Hi all, I’m training a neural network with both CNN and RNN, but I found that although the training loss is consistently decreasing, the validation loss remains as NaN.
Here is an example:
Any idea why?
>
> models = [model1, model2, model3]
> for epoch in range(epochs):
> [model.train() for model in models]
> for i, (data, label) in enumerate(dataloader_train):
> data = Variable(data).cuda().float()
> label = torch.squeeze(label)
> label = Variable(label).cuda().float()
> # CNN + RNN
> batch_size, timesteps, C, H, W = data.size()
> c_in = data.view(batch_size * timesteps, C, H, W)
> c_out = model1(c_in)
> _, C, H, W = c_out.size()
> c_out = c_out.view(batch_size, timesteps, C, H, W)
> r_out = model2(c_out)
> pred = model3(r_out)
> pred = torch.sigmoid(pred)
> # training loss update
> loss = criterion(pred, label)
> optimizer.zero_grad()
> loss.backward()
> optimizer.step()
> train_losses.append(loss.item())
> if (i + 1) % 10 == 0:
> print('Epoch:', epoch, 'Iter', i, 'Loss:', loss.item())
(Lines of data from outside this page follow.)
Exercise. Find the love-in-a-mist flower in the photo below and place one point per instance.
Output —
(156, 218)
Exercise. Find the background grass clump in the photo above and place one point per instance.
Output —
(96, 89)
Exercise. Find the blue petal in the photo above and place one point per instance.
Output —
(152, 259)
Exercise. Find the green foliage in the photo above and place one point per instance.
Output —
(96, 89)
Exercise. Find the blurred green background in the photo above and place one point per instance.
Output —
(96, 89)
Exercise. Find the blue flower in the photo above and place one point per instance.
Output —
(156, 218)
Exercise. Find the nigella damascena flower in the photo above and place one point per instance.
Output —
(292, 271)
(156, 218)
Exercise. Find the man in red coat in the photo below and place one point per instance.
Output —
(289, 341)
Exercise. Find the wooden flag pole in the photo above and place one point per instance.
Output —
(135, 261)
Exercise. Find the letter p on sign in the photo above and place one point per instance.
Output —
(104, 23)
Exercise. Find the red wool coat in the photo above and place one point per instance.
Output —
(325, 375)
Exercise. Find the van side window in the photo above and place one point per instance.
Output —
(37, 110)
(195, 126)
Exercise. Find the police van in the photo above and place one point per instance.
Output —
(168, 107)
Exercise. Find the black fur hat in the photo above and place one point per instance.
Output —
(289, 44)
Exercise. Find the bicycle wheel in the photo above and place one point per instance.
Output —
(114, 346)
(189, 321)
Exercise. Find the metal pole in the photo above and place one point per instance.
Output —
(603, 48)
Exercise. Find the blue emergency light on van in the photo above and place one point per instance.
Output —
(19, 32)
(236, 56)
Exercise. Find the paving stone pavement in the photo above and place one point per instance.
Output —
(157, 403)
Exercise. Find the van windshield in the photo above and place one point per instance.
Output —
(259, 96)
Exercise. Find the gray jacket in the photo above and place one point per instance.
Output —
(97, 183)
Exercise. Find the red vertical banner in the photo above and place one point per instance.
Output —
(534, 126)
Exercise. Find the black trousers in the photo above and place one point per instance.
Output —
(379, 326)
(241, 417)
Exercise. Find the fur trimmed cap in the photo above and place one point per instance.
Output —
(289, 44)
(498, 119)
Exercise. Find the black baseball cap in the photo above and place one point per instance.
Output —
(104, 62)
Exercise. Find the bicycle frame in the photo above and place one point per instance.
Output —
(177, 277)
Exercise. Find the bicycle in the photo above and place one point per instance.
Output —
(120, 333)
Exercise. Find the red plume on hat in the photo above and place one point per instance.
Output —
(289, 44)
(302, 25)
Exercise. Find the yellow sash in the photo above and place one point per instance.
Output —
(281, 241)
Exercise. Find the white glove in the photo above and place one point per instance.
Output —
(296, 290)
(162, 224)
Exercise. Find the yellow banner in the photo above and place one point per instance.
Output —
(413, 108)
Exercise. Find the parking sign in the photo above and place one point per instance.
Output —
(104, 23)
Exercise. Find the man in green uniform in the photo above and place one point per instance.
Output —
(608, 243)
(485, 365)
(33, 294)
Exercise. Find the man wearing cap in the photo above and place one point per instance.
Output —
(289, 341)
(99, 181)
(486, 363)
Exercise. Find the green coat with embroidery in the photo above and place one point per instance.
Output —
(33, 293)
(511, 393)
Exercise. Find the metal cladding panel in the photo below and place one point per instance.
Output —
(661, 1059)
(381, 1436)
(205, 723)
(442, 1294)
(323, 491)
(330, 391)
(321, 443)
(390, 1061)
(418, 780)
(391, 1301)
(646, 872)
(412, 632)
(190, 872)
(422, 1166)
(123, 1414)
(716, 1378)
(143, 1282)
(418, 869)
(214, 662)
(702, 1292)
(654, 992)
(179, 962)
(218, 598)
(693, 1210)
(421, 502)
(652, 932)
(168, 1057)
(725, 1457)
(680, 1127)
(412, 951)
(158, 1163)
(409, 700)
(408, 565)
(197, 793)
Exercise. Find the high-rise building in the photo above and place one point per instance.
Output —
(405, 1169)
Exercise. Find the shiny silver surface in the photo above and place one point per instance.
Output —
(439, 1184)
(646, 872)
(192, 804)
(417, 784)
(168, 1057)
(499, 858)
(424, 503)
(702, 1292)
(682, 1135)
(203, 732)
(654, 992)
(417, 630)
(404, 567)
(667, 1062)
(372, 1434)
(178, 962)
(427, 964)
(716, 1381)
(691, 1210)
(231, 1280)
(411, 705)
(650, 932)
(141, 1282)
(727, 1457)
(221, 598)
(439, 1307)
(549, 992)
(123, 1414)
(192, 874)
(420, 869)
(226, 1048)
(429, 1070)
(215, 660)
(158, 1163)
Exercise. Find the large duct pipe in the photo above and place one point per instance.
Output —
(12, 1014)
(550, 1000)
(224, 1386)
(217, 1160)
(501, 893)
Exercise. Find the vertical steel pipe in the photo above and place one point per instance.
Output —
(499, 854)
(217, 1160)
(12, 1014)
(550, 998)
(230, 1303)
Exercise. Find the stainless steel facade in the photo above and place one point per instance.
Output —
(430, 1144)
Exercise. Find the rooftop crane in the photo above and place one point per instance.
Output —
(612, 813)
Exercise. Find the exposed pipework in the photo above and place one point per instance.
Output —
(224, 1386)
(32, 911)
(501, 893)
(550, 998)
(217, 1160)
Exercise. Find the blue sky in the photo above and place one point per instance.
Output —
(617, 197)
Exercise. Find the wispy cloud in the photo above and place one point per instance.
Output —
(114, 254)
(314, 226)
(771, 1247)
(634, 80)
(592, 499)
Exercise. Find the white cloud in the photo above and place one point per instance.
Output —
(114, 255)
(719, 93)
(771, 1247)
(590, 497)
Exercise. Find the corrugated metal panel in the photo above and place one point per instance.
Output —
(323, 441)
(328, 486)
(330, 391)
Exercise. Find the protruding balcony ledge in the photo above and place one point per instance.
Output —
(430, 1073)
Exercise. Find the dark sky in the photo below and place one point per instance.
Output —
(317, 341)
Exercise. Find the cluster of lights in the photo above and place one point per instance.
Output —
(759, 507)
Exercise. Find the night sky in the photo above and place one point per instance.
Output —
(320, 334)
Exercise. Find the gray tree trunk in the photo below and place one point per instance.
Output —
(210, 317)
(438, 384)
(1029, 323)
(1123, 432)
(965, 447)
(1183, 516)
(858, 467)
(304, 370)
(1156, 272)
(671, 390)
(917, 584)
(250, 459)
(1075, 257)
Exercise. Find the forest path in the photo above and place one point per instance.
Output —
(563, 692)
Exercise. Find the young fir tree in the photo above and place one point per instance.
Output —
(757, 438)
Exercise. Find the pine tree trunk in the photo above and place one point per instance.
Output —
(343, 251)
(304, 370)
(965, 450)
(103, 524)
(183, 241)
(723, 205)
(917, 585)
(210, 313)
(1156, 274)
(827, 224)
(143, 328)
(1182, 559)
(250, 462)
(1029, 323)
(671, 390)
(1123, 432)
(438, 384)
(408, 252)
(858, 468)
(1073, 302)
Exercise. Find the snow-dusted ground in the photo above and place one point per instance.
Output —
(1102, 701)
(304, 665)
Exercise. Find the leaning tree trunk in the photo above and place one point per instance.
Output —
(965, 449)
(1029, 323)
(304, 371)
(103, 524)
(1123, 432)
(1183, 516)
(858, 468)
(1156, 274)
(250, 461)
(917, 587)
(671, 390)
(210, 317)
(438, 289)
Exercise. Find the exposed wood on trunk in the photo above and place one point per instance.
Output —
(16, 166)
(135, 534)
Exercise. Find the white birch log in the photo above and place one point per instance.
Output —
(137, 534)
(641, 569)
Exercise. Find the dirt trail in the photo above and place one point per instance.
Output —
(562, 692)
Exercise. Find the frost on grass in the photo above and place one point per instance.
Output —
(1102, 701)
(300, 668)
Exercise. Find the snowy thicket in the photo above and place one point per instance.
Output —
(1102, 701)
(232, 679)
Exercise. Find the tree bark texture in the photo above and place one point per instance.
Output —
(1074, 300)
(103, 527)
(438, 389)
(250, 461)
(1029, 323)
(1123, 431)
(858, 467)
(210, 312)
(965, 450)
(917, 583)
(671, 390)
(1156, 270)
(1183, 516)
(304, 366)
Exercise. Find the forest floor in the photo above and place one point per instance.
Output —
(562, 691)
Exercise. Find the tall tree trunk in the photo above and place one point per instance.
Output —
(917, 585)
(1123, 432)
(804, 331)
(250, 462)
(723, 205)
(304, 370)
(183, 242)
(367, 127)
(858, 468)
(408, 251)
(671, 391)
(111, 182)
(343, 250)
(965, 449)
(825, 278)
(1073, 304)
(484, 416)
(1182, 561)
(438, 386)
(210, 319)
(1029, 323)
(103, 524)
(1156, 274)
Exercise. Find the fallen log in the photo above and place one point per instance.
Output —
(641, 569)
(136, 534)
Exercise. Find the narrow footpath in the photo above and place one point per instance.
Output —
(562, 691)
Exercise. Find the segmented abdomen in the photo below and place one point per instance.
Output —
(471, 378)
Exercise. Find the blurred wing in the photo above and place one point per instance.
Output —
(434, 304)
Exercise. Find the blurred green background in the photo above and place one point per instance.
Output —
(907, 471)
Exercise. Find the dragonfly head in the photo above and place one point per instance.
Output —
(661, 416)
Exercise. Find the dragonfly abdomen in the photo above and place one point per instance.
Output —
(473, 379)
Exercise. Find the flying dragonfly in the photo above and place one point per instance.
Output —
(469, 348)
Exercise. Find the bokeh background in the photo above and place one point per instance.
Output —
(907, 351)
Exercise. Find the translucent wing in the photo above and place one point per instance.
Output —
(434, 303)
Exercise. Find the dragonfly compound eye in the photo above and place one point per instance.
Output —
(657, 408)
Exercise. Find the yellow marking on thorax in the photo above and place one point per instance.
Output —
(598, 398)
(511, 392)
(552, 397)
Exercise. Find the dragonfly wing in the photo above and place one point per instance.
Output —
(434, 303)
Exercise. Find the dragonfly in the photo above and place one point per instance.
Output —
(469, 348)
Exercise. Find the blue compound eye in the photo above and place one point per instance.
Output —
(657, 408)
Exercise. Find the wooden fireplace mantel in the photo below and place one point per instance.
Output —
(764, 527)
> [model.eval() for model in models]
> with torch.no_grad():
> for i, (data, label) in enumerate(dataloader_valid):
> data = Variable(data).cuda().float()
> label = torch.squeeze(label)
> label = Variable(label).cuda().float()
> # CNN + RNN
> batch_size, timesteps, C, H, W = data.size()
> c_in = data.view(batch_size * timesteps, C, H, W)
> c_out = model1(c_in)
> _, C, H, W = c_out.size()
> c_out = c_out.view(batch_size, timesteps, C, H, W)
> r_out = model2(c_out)
> pred = model3(r_out)
> pred = torch.sigmoid(pred)
> # validation loss update
> loss = criterion(pred, label)
> valid_losses.append(loss.item())
Here is a snippet of training and validation, I’m using a combined CNN+RNN network, model 1,2,3 are encoder, RNN, decoder respectively.